Die Mädchen halten sich bei ihren Vorträgen an ihren Karteikarten fest, führen Poster oder auch echtes Anschauungsmaterial vor. Wie ein Vorturnen beansprucht die Präsentation ihre volle physische und psychische Gegenwart. „Präsentieren ist so wie die Angst, bei einem Schwimmwettbewerb die Chlorbrille zu verlieren“, sagt die elfjährige Janna. Lynn findet es ähnlich spannend, wie ein Geburtstagsgeschenk auszupacken: „Was ist in dem Geschenk drin? Wie kriegen es die anderen Gruppen hin?“ Auf die Eltern übertragen sich Spannung und Energie – sie hören gebannt zu. „Mein Bruder fand es toll“, sagt Sapna. Eltern und Geschwister erleben die Kinder in neuen Rollen und als Teil von etwas Größerem. Der Gruppenvortrag verstärkt die Wirkung auf die Zuhörer ähnlich wie aufeinander abgestimmte Instrumente in einer Band.
Gesundheit mit nach Hause nehmen
Und die geistige Auseinandersetzung mit der Gesundheit bleibt nicht folgenlos. Kerstin, die sich im Projekt mit der Verdauung beschäftigt, diskutiert regelmäßig mit den Eltern über die Ernährung bei Tisch. „Es fühlt sich gut an, Bescheid zu wissen“, sagt die Sechstklässlerin. Mitschüler Roman ist kritischer sich selbst gegenüber geworden: „Cola trinke ich gerne, aber sie ist ganz ungesund, weil da ganz viel Zucker oder Süßstoffe drin sind.“ Laut der Schulleiterin Christina Westphal-Akhzarati macht das beim Projektlernen erworbene Wissen die Kinder kritisch gegenüber ungesunden Ernährungsgewohnheiten ihrer Eltern.
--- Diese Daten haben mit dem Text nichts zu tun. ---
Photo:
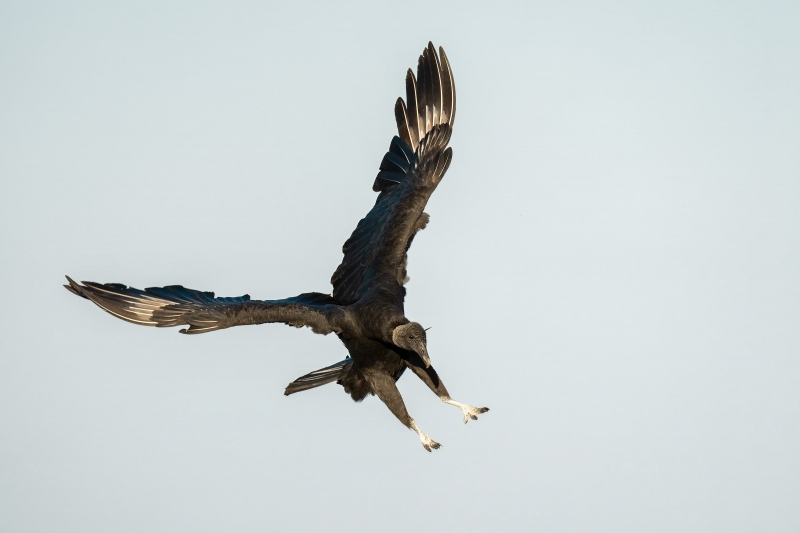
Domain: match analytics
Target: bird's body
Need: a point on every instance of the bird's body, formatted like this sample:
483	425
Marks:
365	309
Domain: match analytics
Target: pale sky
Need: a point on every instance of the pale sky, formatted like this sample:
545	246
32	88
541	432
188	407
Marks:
612	266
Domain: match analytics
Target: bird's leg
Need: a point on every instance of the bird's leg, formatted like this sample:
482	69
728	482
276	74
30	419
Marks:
384	386
431	379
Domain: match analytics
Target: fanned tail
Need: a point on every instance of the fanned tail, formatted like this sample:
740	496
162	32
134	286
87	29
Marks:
319	377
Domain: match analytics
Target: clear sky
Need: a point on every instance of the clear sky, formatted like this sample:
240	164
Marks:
612	266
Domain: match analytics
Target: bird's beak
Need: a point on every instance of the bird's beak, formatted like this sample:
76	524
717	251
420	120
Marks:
424	354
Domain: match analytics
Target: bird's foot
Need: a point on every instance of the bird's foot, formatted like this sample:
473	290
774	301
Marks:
428	442
472	412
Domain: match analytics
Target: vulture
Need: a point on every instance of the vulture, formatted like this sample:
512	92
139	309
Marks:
365	308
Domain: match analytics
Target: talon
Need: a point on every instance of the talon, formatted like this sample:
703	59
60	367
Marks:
472	412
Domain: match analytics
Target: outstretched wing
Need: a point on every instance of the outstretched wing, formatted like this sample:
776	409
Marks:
202	312
375	254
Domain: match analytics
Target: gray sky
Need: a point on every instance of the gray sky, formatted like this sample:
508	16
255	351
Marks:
612	265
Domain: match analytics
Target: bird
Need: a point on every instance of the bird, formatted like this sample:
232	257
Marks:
365	308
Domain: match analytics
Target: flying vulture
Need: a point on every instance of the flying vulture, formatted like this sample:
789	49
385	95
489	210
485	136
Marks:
365	309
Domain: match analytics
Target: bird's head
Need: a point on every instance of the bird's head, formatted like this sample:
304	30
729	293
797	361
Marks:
411	337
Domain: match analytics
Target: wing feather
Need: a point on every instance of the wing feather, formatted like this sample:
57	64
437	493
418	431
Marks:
176	305
409	173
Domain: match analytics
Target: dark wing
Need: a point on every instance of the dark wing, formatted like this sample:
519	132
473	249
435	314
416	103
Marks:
201	311
375	254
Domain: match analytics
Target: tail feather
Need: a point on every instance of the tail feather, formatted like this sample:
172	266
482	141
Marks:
319	377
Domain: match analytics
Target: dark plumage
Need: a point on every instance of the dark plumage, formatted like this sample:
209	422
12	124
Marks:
365	309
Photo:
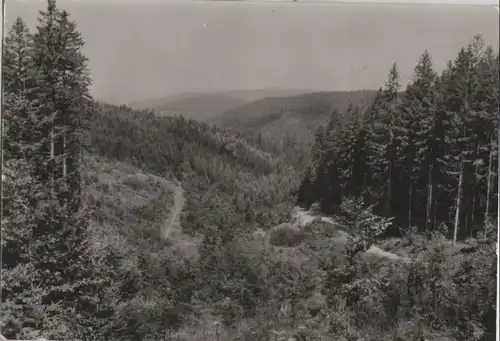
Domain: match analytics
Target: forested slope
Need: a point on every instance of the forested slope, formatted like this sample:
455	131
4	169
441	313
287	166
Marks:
83	218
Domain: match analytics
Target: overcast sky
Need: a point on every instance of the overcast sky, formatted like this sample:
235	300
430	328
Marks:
140	50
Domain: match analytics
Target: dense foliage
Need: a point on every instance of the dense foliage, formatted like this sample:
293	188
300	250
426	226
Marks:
427	156
49	274
82	229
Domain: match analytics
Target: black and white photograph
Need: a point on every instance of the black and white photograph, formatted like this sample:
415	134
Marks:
224	170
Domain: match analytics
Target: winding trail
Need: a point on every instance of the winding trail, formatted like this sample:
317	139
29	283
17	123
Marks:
173	222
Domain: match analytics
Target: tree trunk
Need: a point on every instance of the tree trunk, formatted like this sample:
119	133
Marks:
389	191
429	200
64	157
488	189
457	210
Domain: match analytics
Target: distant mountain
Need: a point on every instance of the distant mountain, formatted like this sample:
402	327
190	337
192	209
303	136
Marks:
294	116
206	106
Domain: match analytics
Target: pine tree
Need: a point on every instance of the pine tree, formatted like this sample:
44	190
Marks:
60	243
382	141
18	76
415	134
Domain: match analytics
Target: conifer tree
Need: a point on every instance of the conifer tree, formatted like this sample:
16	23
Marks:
415	133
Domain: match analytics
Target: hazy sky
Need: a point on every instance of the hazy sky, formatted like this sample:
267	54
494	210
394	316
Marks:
142	50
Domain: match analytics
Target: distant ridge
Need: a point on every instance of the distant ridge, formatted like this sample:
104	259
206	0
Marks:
205	106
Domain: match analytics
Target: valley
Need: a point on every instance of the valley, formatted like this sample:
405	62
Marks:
249	215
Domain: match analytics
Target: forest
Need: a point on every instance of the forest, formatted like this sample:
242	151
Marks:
415	174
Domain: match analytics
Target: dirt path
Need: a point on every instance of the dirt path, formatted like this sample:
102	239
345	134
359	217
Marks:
173	222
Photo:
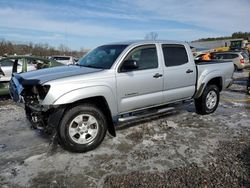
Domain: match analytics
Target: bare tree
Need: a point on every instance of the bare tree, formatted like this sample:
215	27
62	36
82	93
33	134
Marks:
151	36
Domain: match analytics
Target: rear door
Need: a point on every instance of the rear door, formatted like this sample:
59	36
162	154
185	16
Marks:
179	73
142	87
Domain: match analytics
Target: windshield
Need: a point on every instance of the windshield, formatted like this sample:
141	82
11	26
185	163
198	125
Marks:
102	57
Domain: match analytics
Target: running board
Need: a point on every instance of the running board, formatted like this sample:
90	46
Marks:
134	117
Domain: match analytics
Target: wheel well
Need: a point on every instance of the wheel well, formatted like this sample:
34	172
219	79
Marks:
216	81
102	104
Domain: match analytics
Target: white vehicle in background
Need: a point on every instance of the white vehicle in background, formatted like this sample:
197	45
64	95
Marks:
67	60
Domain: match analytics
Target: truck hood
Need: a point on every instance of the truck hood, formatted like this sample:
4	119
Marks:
44	75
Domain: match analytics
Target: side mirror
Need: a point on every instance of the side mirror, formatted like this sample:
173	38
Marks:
129	65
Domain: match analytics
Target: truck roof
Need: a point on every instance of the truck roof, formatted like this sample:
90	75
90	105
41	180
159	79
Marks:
146	42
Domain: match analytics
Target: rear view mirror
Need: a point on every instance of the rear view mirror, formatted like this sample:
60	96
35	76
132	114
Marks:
129	65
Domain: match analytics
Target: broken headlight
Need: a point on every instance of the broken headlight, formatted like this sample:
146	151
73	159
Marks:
41	90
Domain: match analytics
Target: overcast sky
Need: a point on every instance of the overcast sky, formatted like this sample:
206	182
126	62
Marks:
88	23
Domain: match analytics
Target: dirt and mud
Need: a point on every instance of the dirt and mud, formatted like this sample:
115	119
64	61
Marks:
177	149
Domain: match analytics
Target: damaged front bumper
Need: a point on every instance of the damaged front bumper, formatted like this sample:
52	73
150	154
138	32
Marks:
45	117
16	89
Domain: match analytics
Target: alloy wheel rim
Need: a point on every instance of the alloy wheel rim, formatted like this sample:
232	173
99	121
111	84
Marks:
83	129
211	100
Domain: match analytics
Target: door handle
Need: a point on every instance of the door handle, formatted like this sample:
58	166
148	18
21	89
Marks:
189	71
157	75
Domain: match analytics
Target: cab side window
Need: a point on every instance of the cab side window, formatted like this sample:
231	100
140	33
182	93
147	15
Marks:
146	57
174	54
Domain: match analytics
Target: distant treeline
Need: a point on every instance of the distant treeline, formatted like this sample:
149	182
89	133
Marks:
239	34
10	48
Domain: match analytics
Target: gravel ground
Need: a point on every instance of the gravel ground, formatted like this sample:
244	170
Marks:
177	149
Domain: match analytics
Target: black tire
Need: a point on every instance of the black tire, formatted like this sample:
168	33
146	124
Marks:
201	103
70	142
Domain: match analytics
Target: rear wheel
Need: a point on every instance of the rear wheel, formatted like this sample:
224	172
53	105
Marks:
82	128
208	102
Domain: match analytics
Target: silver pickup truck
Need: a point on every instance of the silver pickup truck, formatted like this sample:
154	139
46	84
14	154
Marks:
114	83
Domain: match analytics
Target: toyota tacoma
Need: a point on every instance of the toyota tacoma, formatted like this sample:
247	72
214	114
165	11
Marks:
116	83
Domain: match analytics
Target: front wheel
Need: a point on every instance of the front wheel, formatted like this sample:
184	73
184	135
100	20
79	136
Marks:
208	102
82	128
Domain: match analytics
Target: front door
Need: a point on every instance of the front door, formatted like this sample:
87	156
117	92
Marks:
142	87
179	73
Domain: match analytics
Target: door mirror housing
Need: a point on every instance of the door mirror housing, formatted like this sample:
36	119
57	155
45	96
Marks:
129	65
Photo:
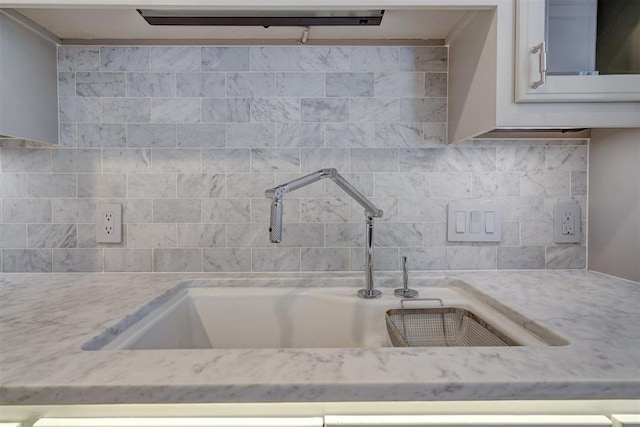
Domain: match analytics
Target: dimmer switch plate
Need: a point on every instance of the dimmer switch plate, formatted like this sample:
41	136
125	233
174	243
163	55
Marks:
474	221
566	223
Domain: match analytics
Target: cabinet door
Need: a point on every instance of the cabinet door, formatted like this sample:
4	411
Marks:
555	77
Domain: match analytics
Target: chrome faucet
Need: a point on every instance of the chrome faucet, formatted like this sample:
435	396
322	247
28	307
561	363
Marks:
276	195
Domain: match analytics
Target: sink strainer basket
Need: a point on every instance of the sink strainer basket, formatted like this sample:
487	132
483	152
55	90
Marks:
441	327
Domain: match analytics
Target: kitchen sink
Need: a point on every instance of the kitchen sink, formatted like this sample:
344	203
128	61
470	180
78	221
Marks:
220	317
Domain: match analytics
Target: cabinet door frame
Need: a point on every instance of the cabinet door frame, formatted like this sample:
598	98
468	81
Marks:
530	31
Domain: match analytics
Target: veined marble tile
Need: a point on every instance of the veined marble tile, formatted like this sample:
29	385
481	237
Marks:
250	85
128	260
373	160
13	185
275	160
180	110
354	135
248	185
496	184
175	58
177	260
566	257
13	236
325	109
424	109
225	58
78	109
435	85
300	84
77	260
313	159
324	210
201	186
399	85
25	159
156	186
102	135
177	210
275	259
105	185
180	160
261	210
226	260
67	135
51	185
78	58
472	159
386	259
275	110
72	211
200	84
299	135
250	135
399	185
126	110
226	160
52	236
274	58
345	235
228	211
520	158
455	184
350	84
375	110
325	259
66	84
520	257
225	110
422	160
550	183
375	59
324	59
195	135
422	210
26	260
151	135
126	160
152	235
398	235
76	160
579	183
471	257
567	158
201	235
124	58
100	84
151	84
429	58
400	135
431	258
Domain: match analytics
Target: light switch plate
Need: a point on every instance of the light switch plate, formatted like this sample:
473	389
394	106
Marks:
474	221
566	223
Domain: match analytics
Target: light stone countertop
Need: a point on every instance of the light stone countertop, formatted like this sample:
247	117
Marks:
46	318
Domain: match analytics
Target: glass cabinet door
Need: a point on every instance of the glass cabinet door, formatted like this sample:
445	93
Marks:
577	51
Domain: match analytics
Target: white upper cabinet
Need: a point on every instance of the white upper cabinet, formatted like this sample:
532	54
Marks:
577	51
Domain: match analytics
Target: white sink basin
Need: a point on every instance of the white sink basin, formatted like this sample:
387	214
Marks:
283	317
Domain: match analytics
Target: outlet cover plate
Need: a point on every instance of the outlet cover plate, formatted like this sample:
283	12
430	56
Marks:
564	212
114	235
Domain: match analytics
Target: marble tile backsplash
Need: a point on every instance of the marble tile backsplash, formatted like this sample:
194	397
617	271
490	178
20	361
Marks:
188	138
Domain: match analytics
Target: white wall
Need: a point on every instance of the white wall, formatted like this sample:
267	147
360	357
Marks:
614	202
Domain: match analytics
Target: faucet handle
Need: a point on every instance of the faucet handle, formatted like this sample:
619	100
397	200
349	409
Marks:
405	292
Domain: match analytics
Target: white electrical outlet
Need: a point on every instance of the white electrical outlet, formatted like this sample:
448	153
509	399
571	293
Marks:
109	223
567	223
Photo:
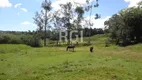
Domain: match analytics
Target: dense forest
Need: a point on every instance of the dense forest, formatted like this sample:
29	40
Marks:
125	27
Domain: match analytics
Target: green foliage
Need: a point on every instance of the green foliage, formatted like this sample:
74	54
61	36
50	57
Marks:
27	39
21	62
125	27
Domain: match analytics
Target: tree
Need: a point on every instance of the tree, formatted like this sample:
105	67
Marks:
66	10
126	27
41	19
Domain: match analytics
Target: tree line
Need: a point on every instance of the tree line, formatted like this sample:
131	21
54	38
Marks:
125	27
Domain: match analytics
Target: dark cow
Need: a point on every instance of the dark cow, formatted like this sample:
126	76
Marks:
72	46
91	49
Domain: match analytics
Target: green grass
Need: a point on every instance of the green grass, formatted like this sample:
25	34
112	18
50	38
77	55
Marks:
20	62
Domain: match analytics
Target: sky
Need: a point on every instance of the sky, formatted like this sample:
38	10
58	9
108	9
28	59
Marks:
17	15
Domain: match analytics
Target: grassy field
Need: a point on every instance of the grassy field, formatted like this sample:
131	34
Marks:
21	62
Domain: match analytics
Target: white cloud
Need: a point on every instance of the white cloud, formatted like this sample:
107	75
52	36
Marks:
132	2
26	23
56	4
5	3
24	9
99	23
18	5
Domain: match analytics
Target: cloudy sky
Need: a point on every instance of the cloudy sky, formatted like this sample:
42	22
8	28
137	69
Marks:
17	15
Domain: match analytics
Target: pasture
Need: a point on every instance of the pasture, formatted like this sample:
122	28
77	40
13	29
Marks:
21	62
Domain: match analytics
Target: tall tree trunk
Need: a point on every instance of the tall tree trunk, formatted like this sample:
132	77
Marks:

Doch zur Kür gehört die Pflicht. Und Pflichtprogramm im Projektunterricht ist die einführende Theoriephase, erklärt Christian Michel, 30, Lehrer für Mathematik und Physik. Das Projektlernen anzuleiten, die Gruppendynamik zu lenken, ist offenbar nicht die leichteste Übung für Pädagogen. Es sei schwierig, den Projektunterricht so zu planen, dass kein Kind überfordert oder unterfordert werde, so der junge Lehrer. Und gerade bei der Verteilung der Themen gäbe es immer Unterthemen, die unbeliebt seien. „In der praktischen, kreativen Phase beschäftigen sich die Schüler viel lieber mit dem Thema, weil sie dann selbst entscheiden können, in welche Richtung sie gehen.“ Doch alle Phasen des Projektlernens sind gleich wichtig, auch wenn die „handwerkliche Phase“, bei der die Mädchen und Jungen etwa Poster oder Ernährungspyramiden herstellen, besonders fesselnd ist. Gesundheit, das spüren die Kinder, ist keine graue Theorie, sondern geht sie unmittelbar an.
Stimmungen und Stimmen
Um ihr Wohlbefinden, ihre Stimmungen und Stimmen geht es auch im Klassenrat, der in allen fünften und sechsten Klassen montagmorgens einberufen wird. Die Moderation liegt in der Hand der Kinder. Erwachsene – eine Lehrkraft und ein Sozialpädagoge oder eine Sozialpädagogin – wachen darüber, dass alle zu Wort kommen und Regeln eingehalten werden. Sie achten auch darauf, dass Beschlüsse und Lösungen der Schülerinnen und Schüler verwirklicht werden. Schulleiterin Westphal-Akhzaratis Wunsch ist, dass der Klassenrat zu den älteren Jahrgängen „hochwächst“. „Bei Klassen, die ihn weiterführen, entwickeln sich soziale Kompetenzen besser“, sagt sie.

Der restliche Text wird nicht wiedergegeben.